I can describe this show in just three words: jolly good fun! This Gilbert & Sullivan romp has everything going for it - a fine cast of both experienced performers and students, a terrific setting, rollicking score, excellent costumes - all it needs now is packed houses six nights a week.

Gilbert & Sullivan were probably the Monty Python of their day, more than a century ago, merrily blending political and social barbs with Mack Sennett lunacy. Certainly "Pirates of Penzance" has a Keystone Kops flair to it - an inept band of pirates, a chorus of fresh-scrubbed, innocent young maidens, a hesitant posse of British constables, a case of mistaken apprenticeship, and the wonderfully dapper "model of a modern major-general."It's a mirthful, lighthearted tale, and Glen L. Slight has directed it with a light-as-a-feather touch, making good use of the intimate theater and a strong cast.

The leading performers were particularly outstanding - notably S. Frank Stringham as the Pirate King, Roger Summerhays as love-smitten Frederic, the hilarious Smith Nielsen (seen most recently in two Desert Star Playouse melodramas) as Major-General Stanley, operatically trained Carol Nelson as the lovely Mabel, and Darla Davis as the somewhat out-of-touch nurserymaid, Ruth.

(It's Ruth who causes young Frederic's problems early on - the very fact that he's been indentured to a band of bumbling pirates for the past 21 years is because she had misinterpreted the boy's instructions and had him be an apprentice to a pirate instead of a pilot.) Things get even more complicated, in a typically Gilbert & Sullivan far-fetched way, when - just as Frederic is primed to kiss his indenture goodbye - it's discovered that, because he was a "leap year" baby, born on Feb. 29, he is duty-bound to continue serving with the pirates for another 60 or so years, until 21 birthdays have been counted.

Naturally, by the time the second act comes to a close, there are happy endings all around.

There's a minimum of dialogue and a maximum of Gilbert & Sullivan tunes (nearly 30 of them), with tongue-twisting lyrics.

The pirates themselves - a motley crew whose track record is hardly worth writing home about - get things off to a rousing swashbuckling start with "Pour, O Pour the Pirate Sherry," exulting the excitement of their lives as hooligans on the high seas.

This sets the pace for the musical fun-and-games that follow - an evening of music and comedy in the best Gilbert & Sullivan tradition.

Stringham (whose flair for comedy is exhibited at every turn), Summerhays, Nelson, Nielsen and Davis all have strong, well-trained voices.

The masterful Clif A. Davis, aided by sons Chad and Chris, have created a setting that puts the audience smack-dab beside the rocky Cornwall coast.
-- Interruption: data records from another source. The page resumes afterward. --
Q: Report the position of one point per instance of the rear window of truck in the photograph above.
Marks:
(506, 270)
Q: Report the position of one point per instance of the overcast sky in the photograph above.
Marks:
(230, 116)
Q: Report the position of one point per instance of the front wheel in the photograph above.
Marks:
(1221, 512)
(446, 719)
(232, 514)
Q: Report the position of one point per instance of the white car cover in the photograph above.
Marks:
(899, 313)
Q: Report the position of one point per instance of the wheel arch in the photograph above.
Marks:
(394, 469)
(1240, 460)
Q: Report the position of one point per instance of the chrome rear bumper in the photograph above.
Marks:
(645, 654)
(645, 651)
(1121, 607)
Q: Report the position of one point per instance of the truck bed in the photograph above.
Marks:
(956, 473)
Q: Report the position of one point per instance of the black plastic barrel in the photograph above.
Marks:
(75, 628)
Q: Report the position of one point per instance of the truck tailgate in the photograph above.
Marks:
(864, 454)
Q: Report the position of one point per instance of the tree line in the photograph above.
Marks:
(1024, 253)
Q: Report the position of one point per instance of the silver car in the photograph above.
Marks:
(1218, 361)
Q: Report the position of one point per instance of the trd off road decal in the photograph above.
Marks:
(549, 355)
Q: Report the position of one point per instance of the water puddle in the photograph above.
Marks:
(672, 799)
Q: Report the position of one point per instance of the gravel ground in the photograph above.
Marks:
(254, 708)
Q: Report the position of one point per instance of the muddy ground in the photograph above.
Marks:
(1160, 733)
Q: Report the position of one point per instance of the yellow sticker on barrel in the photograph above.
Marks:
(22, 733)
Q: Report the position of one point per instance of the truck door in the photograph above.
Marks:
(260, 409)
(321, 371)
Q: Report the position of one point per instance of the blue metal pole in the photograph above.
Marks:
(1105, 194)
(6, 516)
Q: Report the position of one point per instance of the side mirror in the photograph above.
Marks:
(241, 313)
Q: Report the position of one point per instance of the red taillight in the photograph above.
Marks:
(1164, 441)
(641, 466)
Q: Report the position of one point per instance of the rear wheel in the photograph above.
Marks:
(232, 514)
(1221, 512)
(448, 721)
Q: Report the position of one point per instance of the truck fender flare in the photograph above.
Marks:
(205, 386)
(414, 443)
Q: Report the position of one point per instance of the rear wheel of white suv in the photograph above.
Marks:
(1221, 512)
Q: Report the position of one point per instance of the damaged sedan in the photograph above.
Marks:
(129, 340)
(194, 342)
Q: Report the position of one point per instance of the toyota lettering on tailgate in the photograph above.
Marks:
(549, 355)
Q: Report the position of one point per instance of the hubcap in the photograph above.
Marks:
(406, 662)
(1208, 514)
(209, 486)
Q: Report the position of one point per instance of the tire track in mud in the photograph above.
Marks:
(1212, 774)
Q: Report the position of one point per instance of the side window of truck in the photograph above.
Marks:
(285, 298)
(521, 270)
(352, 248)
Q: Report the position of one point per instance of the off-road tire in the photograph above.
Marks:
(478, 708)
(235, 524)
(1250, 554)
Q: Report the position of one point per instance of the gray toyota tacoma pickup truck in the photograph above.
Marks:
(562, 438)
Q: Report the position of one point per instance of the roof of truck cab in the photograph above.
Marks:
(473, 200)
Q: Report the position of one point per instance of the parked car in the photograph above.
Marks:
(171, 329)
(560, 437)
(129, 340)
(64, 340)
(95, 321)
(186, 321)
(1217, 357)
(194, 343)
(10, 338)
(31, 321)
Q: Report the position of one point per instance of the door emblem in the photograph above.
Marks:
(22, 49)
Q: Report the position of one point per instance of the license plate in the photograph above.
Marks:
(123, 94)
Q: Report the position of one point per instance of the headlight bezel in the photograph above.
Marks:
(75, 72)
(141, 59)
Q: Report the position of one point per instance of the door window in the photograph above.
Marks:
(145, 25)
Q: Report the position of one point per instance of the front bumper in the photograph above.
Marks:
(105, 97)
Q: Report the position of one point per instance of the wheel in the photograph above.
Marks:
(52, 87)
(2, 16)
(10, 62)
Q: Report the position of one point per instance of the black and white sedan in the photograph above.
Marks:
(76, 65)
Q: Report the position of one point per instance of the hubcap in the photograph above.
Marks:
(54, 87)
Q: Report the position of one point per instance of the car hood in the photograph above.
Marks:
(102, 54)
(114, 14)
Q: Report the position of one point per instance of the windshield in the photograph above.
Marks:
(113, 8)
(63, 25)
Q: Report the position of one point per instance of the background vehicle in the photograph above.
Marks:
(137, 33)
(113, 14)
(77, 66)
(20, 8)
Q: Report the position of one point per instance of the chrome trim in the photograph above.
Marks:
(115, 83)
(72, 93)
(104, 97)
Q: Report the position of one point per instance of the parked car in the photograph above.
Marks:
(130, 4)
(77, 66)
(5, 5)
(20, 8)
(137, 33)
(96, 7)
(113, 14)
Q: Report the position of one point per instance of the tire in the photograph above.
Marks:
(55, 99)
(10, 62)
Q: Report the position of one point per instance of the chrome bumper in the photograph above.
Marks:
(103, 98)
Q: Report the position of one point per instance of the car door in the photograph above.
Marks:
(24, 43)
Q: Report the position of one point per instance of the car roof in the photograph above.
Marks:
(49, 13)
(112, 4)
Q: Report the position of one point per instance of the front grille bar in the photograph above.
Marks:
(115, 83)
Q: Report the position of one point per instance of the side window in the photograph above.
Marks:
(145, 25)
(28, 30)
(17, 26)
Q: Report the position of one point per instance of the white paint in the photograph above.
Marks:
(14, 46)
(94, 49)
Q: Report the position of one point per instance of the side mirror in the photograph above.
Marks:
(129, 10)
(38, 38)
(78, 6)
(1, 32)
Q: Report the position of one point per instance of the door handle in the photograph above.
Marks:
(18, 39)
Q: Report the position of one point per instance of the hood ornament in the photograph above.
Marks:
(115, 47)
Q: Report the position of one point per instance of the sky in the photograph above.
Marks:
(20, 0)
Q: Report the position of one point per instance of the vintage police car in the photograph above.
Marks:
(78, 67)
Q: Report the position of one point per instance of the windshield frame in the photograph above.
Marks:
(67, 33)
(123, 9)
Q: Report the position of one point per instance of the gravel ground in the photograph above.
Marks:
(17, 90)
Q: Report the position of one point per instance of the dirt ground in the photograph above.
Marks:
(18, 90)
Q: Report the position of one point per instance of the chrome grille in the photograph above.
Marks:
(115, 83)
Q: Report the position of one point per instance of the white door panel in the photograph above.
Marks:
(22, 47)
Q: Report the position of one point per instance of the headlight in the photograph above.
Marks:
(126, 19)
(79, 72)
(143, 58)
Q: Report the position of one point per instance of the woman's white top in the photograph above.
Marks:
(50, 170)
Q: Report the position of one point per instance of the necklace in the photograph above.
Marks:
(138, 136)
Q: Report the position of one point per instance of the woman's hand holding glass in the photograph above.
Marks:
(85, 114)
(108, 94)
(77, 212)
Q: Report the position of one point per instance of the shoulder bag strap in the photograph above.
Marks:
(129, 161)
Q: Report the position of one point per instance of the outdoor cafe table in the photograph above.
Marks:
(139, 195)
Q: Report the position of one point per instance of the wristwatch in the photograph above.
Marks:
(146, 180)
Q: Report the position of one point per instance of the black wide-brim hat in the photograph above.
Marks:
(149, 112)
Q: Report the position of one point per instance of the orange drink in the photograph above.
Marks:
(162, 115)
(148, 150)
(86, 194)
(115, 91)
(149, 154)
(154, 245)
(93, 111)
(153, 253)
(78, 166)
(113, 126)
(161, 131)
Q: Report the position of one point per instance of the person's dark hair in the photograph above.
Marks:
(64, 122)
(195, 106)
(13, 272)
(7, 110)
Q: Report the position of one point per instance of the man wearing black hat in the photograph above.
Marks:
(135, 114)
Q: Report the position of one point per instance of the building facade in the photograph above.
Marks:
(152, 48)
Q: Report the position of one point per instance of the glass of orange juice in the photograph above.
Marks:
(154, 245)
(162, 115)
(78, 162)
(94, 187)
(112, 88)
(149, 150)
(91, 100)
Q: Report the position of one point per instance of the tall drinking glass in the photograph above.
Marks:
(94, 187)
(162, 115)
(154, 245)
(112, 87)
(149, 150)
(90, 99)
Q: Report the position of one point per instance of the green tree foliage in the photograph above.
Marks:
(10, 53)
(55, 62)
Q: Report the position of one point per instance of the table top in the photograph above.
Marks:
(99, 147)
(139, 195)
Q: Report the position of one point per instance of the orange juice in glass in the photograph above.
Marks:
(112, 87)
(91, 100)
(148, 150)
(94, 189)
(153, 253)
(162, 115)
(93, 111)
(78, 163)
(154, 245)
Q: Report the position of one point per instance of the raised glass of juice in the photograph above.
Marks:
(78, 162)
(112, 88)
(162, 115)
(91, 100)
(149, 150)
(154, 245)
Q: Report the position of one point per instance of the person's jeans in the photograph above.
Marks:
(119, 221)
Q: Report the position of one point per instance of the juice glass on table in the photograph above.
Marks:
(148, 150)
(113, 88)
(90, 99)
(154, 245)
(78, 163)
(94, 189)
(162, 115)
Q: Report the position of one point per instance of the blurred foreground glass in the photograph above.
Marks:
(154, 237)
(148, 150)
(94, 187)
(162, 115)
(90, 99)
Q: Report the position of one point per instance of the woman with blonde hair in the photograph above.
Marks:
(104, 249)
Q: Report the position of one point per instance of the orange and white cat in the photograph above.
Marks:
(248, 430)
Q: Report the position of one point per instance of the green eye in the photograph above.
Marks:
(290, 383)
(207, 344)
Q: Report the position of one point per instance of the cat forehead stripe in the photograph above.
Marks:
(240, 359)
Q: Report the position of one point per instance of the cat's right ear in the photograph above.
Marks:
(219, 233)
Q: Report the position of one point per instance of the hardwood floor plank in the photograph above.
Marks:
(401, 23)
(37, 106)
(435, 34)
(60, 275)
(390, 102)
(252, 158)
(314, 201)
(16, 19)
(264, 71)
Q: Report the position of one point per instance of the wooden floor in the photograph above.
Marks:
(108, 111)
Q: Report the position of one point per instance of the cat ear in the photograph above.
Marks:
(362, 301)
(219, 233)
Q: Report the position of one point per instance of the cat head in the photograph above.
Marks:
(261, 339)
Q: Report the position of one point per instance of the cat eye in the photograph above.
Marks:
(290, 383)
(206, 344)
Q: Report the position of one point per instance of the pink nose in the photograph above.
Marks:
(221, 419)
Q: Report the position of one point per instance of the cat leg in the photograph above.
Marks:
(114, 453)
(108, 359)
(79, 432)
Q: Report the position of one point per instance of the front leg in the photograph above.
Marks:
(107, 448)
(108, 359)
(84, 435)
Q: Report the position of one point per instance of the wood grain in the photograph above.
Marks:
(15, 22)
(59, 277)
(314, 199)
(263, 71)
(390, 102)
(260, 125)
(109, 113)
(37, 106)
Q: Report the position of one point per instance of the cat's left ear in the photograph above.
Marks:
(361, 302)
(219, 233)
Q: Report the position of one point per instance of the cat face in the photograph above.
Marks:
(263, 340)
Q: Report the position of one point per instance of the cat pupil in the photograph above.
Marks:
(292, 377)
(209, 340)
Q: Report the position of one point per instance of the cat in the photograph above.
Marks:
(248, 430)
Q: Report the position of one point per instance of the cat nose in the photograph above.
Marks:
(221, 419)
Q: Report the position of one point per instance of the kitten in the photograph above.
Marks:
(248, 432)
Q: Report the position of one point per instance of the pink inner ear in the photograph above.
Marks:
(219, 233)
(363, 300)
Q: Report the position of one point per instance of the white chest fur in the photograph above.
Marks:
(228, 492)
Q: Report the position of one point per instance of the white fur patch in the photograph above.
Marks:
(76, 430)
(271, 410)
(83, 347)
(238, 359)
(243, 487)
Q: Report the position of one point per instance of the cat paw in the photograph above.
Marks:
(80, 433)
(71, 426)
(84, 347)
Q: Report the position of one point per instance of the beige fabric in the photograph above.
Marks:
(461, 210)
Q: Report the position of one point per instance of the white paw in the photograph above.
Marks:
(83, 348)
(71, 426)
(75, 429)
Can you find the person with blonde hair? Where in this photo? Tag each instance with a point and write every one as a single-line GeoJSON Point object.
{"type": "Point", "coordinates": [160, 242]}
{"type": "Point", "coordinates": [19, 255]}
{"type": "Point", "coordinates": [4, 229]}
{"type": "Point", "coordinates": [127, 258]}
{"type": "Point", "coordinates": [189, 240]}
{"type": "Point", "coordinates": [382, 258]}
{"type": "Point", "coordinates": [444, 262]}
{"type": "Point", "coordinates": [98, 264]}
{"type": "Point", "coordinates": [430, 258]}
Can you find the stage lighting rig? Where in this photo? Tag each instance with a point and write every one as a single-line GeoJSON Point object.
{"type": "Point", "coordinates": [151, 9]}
Janice Pyper's pianoforte accompaniment, Alan la Fluer's choreography, Diane Allen's costumes and Duane Woodruff's lighting also add considerably to the production.

There were a few rough spots on opening night, but nothing more than the minor problems that usually correct themselves after two or three performances. Although Summerhays is an excellent soloist with a beautiful tenor voice, there were a couple of times when his dialogue wasn't entirely clear.

(And, while this doesn't really have any bearing on the plot or structure of the play, my wife and I did spend some of our intermission time trying to get the cast list on our printed program to jibe with the number of girls portraying the major-general's wards. When the young maidens first come traipsing out onto the seashore, there are six girls - but only five are listed on the program. After the show we discovered that Diane Lyon's named had been inadvertently omitted from the cast list - although she did get a short "bio" in the "About the cast . . ." pages.)